Le previsioni di decarbonizzazione dell’acciaio sono ottimistiche. Occorre fare meno affidamento su idrogeno e cattura del carbonio
Un articolo su Nature smentisce gli scenari IEA per la decarbonizzazione dell’acciaio e del cemento
(Rinnovabili.it) – La quota di produzione che si basa sul riciclo sta crescendo. Lo stesso per l’alimentazione ad l’idrogeno. Tuttavia, siamo molto distanti dalle previsioni di decarbonizzazione dell’acciaio e del cemento. Troppo distanti, per la verità. Uno studio pubblicato su Nature ha messo perfino in dubbio gli scenari della IEA. La produzione globale di acciaio e cemento è più che raddoppiata negli ultimi 20 anni e ora rappresenta circa il 15% delle emissioni globali di CO2. Efficientare questi comparti si sta rivelando oltremodo complesso. Al punto che lo studio prevede un fallimento degli obiettivi previsti. l’Agenzia internazionale per l’energia farebba infatti troppo affidamento alle infrastrutture di cattura e stoccaggio del carbonio.
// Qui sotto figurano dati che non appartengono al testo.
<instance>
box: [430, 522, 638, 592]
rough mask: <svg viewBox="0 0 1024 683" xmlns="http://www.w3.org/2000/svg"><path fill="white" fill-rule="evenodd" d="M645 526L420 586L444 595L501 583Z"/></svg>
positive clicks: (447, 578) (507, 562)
Lo stesso vale per l’idrogeno verde. Se da un lato vengono considerate “tecnologie mature”, dall’altro si mette in dubbio la capacità di dispiegarle su larga scala per tempo. Le industrie dell’acciaio e del cemento si trovano quindi ad affrontare un rischio critico perché la loro strategia di decarbonizzazione è basata su infrastrutture su cui non hanno alcun controllo diretto.
Questa incertezza si vede bene nei numeri proposti dal gruppo di esperti giapponesi e inglesi che ha curato la revisione. L’offerta di acciaio prodotto all’interno di un carbon budget coerente con l’accordo di Parigi potrà soddisfare solo il 58-65% della domanda prevista nel 2050. Per il cemento il calcolo è ancora più critico. Gli scienziati sottolineano in particolare la scarsa attività di mitigazione nel settore. Al punto che solo il 22-56% della domanda prevista a metà secolo sarà coerente con quanto promesso dai paesi a Parigi nel 2015.
Questi risultati pongono una duplice sfida per la decarbonizzazione dell’acciaio e del cemento. Gli esperti esortano i governi ad “espandere rapidamente le infrastrutture essenziali”. D’altro canto, “le industrie devono prepararsi al rischio di fallimenti nell’implementazione, piuttosto che aspettare semplicemente che emergano infrastrutture su larga scala”. “I nostri scenari”, continuano gli autori dell’articolo su Nature, “forniscono prove convincenti dell’urgenza di agire sul lato della domanda e stabiliscono parametri di riferimento per il livello richiesto di efficienza delle risorse”.